— Ох, тяжко оно! Тяжелее, чем я могу снести! — воскликнул Пирсон с нетерпеливостью, свойственной непостоянным людям. — С юности поразила меня печать гнева божьего. Год за годом — какое там, день за днем — переносил я такие несчастья, каких другим людям не познать и за всю их жизнь. Но теперь я хочу говорить не о любви, что превратилась в ненависть, не о чести, которая стала бесчестьем, но о спокойствии и достатке, которые обернулись тревогой, бедностью и наготой. Все это я мог бы перенести и считать себя счастливым. Но когда душа моя исстрадалась от многих потерь, я прилепился сердцем к чужому ребенку, и он стал мне дороже всех собственных детей, мною погребенных. И теперь он тоже должен умереть, точно моя любовь — смертельная отрава. Истинно говорю тебе — я проклят навеки, и я теперь лягу ничком во прах и не подниму больше головы.

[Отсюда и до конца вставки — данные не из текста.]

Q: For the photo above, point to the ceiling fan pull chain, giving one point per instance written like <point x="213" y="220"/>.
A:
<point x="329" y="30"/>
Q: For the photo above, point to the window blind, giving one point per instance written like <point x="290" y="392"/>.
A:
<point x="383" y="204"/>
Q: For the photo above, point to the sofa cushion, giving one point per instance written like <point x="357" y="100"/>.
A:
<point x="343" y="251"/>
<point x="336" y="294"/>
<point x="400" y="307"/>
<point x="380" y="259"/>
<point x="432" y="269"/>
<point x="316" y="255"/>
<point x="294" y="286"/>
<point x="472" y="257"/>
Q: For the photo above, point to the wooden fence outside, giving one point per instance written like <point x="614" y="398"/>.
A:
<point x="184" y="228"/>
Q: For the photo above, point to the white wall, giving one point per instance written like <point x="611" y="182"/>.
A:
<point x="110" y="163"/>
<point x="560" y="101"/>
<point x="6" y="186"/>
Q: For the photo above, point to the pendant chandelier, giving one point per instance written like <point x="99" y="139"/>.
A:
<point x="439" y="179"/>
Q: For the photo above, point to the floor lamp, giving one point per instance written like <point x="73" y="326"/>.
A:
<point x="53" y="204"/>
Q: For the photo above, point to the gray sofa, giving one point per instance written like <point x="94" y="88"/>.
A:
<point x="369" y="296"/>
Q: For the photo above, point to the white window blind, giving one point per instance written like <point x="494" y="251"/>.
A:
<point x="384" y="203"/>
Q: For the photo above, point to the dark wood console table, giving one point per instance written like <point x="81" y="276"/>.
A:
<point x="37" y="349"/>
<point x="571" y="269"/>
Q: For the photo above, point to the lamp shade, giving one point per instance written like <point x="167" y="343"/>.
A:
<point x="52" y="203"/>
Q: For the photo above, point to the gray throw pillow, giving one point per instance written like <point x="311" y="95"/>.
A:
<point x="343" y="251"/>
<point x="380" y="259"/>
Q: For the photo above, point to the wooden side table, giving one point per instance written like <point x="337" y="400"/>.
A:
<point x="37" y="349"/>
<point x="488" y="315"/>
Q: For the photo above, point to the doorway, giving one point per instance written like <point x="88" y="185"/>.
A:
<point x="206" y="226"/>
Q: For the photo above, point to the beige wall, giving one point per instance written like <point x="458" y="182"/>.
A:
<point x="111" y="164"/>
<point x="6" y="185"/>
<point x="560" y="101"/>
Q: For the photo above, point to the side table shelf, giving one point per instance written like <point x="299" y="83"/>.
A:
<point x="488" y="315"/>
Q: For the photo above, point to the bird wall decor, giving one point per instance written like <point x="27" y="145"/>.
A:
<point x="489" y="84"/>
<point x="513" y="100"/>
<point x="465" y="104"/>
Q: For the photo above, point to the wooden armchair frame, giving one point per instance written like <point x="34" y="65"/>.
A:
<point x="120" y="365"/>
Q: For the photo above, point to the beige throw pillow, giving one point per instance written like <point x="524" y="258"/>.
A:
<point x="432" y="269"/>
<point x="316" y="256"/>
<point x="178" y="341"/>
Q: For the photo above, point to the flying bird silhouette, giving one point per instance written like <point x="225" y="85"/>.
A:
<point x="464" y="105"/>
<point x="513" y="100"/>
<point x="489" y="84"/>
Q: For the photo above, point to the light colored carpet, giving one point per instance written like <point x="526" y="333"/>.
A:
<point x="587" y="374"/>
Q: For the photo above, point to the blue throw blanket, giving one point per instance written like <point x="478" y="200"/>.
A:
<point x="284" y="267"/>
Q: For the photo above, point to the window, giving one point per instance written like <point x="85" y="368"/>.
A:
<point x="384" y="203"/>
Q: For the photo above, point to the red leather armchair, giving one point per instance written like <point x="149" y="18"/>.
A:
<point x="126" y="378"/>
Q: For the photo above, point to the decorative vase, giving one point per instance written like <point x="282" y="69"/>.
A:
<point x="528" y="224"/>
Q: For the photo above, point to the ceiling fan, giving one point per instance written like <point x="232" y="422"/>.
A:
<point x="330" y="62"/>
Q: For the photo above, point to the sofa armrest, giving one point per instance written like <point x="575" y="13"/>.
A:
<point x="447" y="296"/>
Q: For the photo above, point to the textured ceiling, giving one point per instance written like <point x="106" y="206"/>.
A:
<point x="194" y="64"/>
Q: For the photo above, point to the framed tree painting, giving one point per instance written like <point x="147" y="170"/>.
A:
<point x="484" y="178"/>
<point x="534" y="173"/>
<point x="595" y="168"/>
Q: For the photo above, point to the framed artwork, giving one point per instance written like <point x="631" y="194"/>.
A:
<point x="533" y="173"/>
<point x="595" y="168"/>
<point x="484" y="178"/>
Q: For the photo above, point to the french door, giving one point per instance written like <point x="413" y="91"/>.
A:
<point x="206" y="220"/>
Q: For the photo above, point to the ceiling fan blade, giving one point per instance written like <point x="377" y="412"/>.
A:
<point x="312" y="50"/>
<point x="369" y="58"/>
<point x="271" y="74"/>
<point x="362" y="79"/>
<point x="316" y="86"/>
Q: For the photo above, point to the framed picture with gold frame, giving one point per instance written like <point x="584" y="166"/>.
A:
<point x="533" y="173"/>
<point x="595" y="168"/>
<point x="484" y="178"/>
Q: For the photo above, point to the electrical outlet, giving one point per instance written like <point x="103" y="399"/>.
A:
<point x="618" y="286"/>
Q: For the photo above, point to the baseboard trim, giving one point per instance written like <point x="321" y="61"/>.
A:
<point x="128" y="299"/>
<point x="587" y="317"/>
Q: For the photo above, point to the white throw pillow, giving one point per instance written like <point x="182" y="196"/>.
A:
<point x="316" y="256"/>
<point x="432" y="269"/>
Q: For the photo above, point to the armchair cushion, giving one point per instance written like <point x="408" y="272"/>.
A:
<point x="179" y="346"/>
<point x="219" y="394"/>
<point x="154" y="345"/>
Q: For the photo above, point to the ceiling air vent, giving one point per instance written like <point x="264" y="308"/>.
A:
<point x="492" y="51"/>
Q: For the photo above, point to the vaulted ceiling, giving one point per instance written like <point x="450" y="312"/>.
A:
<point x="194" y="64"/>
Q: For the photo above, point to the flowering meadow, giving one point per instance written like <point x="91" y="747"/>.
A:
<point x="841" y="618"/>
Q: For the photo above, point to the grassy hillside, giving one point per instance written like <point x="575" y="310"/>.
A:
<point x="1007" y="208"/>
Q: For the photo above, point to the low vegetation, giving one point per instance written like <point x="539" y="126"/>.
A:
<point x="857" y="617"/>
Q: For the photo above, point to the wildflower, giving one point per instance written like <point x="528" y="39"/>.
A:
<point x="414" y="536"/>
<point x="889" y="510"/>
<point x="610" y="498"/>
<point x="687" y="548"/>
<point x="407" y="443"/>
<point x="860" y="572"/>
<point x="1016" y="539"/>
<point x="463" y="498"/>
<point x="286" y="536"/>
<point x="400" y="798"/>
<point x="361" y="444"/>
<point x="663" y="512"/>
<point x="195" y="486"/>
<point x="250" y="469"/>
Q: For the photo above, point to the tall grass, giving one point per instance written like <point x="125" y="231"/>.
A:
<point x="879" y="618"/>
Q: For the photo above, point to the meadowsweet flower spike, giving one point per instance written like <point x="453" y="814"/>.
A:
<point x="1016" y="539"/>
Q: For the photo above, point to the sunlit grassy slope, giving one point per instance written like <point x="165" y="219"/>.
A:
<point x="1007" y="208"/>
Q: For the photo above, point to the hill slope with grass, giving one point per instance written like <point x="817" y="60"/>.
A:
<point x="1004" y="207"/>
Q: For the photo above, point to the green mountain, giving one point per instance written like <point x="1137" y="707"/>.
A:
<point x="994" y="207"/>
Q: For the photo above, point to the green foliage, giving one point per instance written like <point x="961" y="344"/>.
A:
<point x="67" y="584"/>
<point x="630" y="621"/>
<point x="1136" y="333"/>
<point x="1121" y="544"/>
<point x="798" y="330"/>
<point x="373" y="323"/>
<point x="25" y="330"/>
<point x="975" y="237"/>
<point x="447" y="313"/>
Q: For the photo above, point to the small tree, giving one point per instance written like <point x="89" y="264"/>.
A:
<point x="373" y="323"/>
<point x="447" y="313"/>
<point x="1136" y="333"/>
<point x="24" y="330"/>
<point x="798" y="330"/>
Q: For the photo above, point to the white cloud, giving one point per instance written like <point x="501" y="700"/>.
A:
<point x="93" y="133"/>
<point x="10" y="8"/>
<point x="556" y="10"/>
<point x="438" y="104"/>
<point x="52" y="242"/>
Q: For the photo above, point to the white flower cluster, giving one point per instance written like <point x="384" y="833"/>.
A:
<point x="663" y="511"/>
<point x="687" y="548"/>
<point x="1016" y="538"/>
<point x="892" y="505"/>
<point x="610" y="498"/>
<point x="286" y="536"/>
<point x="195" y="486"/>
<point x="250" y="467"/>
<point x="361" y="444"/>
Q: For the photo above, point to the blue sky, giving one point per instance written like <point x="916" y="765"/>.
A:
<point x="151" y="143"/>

— Ты грешишь, брат мой, но не мне тебя упрекать, ибо у меня тоже были свои часы ослепления, когда я роптал на тяжесть креста, — промолвил пожилой квакер. И он продолжал, может быть, в надежде отвлечь мысли своего приятеля от его горестей: — Поведаю тебе, что еще совсем недавно потускнел во мне свет веры, когда эти кровопийцы выслали меня из места, где я жил, и запретили под страхом смерти возвращаться, а констебли поволокли меня за собой от деревни к деревне в безлюдную пустыню. Суровая и сильная рука тянула меня за покрытые узлами веревки — они глубоко впивались мне в тело, и ты мог бы увидеть по каплям крови, которые я оставлял на дороге, как я скользил и шатался. И вот, когда мы так шли…
— А разве я не испытывал того же? И разве я роптал? — нетерпеливо прервал его Пирсон.
— Не возражай, друг мой, а сперва выслушай меня, — продолжал старик. Когда мы таким образом продолжали свой путь, начало смеркаться, так что никто уже не мог увидеть ни ярости моих гонителей, ни моего долготерпения, хотя избави боже, чтобы я им хвастался. Огоньки замерцали в окнах коттеджей, и я уже мог различить, как их обитатели всей семьей — муж, жена и дети собирались в спокойствии и уюте у камелька. Наконец мы дошли до места, где расстилались обширные поля; в тусклом вечернем свете не было видно окружающего их леса. И вот — поверишь ли — на краю поля стояла крытая соломой хижина, как две капли воды похожая на мой собственный дом там, далеко, за суровым океаном, в нашей милой Англии. И горькие мысли овладели мной — воспоминания, которые оказались подобны смерти для моей души. Счастливая пора юности возникла передо мной; затем волнения и тревоги зрелых лет и, наконец, вера, вновь обретенная в преклонные годы. Я вспомнил, как я был подвигнут на скитания, когда моя дочь, младшее и самое любимое чадо мое, лежала на смертном одре и…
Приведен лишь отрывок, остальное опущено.